Pather Panchali is the father of all coming-of-age movies, a more obvious example of its progeny would be Hou Hsiao-Hsien's A Time to Live and a Time to Die.  It is episodic but never boring, because it establishes early on the conflicts that will continually lurk in the background of all events to follow, until calamity finally strikes.  Little Apu is born to a humble rural family led by a carefree aspiring poet and his incessantly worrying wife.  The household scrapes by on the father's occasional writing and bookkeeping jobs, while the neighbors are increasingly impatient with debts the family owes them.  In the midst of this Apu and his older sister manage to maintain a carefree childhood, restlessly exploring the tiny world around them. 

That spirit of ceaseless curiosity is what I took most from this film.  There's something about the way Ray photographs objects that captures a feeling, whether it is fear or wonder, anxiety or delight.  Whether it is bugs skimming on a lake's surface, a girl twirling her body in a rain storm, or a snake creeping through the front door of a house, each image is memorable for its energy and symbolic meaning.  It is the joy in the life of "small things" to paraphrase a book by a contemporary Indian author, that is the joy of this film.

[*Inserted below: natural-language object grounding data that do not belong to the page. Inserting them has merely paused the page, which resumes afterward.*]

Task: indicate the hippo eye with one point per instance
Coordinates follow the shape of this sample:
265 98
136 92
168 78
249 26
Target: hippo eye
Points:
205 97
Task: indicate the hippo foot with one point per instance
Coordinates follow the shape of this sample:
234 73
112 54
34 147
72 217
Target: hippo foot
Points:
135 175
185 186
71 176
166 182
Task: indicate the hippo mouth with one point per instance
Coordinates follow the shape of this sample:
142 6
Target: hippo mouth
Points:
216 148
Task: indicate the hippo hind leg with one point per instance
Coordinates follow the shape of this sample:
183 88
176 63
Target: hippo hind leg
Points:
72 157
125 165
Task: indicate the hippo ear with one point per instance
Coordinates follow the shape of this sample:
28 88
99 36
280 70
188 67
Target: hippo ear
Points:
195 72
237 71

Less carefully crafted but just as moving is the second installment, in which the family moves to the city following the disaster that closed Pather Panchali.  This chapter touched me deeply on a personal level since it played on experiences and fears that I shared with Apu at this stage of his life: defying the localized role planned for him  by his family, in order to search of something more -- to be a part of the world at large.  The greatest joy in Aparajito is watching the blossoming of a charming, playful boy into an inquisitive, energetic (albeit somewhat spoiled) student, full of questions about how things work and why things are.  At the same time this glee is counterbalanced by a growing consternation in his mother, and we gradually realize the implications of Apu's development -- soon his studies will take him away from her, and she will have nothing left but to count the days until he returns.  

Although this film is more expositional and less leisurely meditative than the first, the driving narrative is what also generates the powerful force of fate that drives through the film.  Before we know it, Apu has become a man, and in the brilliant ending makes a decision of remorseless maturity that draws silent, tearful cheers in the hearts of the audience.